SÃO PAULO - As bolsas da Ásia registraram perdas nesta segunda-feira, em jornada em que os agentes avaliaram a decisão do governo chinês de aumentar a taxa do depósito compulsório, uma nova medida para evitar o avanço da inflação e o aumento dos preços dos imóveis. O banco central chinês definiu que a alíquota do depósito compulsório para a maioria dos bancos vai aumentar em 0,5 ponto percentual a partir do dia 10 deste mês.
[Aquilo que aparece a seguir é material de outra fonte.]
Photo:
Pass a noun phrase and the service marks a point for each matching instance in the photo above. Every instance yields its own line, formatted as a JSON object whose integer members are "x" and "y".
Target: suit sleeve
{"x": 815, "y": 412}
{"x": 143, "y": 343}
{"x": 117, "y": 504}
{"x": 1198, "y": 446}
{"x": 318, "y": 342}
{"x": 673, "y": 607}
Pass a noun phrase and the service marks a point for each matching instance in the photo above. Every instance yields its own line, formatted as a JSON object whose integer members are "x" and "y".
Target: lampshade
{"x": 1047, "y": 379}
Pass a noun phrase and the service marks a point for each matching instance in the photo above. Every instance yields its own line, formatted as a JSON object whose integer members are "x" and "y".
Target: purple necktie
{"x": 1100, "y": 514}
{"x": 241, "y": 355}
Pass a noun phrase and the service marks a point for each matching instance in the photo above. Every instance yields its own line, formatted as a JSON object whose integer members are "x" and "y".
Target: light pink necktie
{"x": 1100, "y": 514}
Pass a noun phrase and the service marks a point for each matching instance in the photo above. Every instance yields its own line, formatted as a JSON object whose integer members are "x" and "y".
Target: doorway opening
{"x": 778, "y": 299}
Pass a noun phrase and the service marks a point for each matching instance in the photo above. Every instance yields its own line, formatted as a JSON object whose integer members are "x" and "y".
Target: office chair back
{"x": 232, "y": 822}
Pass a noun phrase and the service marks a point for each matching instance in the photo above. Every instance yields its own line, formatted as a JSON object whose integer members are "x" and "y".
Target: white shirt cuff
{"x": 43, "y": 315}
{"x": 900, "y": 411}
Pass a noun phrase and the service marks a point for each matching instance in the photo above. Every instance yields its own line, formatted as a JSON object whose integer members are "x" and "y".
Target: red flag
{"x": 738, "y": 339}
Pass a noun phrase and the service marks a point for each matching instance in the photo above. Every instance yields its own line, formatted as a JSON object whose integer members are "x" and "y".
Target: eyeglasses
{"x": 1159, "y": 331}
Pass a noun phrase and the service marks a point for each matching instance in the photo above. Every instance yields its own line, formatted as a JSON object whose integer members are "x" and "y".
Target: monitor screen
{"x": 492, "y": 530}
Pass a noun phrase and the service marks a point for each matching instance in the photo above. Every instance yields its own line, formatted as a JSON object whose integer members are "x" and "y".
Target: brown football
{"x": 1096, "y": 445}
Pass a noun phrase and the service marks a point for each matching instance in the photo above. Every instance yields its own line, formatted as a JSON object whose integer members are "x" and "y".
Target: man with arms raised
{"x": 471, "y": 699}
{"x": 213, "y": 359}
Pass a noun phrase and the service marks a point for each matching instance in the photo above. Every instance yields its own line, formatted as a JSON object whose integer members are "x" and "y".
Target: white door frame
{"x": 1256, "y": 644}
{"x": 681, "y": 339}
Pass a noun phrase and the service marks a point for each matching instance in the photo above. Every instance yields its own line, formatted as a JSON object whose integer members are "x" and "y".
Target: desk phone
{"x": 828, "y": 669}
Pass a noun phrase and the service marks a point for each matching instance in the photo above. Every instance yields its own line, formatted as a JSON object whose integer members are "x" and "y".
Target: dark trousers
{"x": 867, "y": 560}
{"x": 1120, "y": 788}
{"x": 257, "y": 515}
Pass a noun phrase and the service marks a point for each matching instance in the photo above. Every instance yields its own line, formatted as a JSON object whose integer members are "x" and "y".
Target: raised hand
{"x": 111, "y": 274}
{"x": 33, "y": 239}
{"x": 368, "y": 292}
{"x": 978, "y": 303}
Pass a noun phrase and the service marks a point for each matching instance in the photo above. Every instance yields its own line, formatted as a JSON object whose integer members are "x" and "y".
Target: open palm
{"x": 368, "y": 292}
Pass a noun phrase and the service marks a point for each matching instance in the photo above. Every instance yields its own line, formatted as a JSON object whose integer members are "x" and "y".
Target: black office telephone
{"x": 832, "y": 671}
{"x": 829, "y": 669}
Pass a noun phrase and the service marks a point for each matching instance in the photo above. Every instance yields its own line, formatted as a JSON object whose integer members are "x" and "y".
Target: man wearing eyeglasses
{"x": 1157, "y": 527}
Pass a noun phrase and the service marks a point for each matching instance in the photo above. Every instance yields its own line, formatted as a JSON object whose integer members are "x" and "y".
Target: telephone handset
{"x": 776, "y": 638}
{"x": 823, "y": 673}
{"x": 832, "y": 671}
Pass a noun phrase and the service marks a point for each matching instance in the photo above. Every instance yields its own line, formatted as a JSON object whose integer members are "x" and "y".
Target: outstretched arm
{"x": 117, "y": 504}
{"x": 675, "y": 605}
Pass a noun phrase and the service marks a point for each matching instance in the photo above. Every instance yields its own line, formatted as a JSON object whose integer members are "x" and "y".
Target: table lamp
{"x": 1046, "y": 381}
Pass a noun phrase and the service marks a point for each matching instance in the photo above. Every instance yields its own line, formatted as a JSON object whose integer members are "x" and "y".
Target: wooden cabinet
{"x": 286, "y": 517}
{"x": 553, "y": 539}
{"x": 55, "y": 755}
É a terceira vez neste ano que a autoridade monetária amplia essa taxa. Os investidores avaliaram ainda o acordo dos ministros das Finanças da zona do euro para ativar o mecanismo de ajuda à Grécia, com o objetivo de tentar conter a crise da dívida daquele país e evitar que ela contamine o resto da Europa. Os europeus e o Fundo Monetário Internacional (FMI) vão contribuir com 110 bilhões de euros, cerca de US$ 146 bilhões, nos próximos três anos. Mas a notícia não foi suficiente para que as bolsas encerrassem a sessão no território positivo. Em Hong Kong, o Hang Seng teve retração de 1,4%, aos 20.811 pontos. Já o Kospi, de Seul, registrou declínio de 1,17%, para 1.721 pontos. Foi um dia com baixo volume de negócios na Ásia, uma vez que as bolsas de Tóquio e Xangai não funcionaram por conta de feriado. Os mercados na Tailândia e Filipinas também não abriram nesta segunda-feira. Entre os destaques de perda ficaram bancos como o Industrial & Commercial Bank of China e o China Construction Bank, que declinaram mais de 1% cada um. (Karin Sato | Valor, com agências internacionais)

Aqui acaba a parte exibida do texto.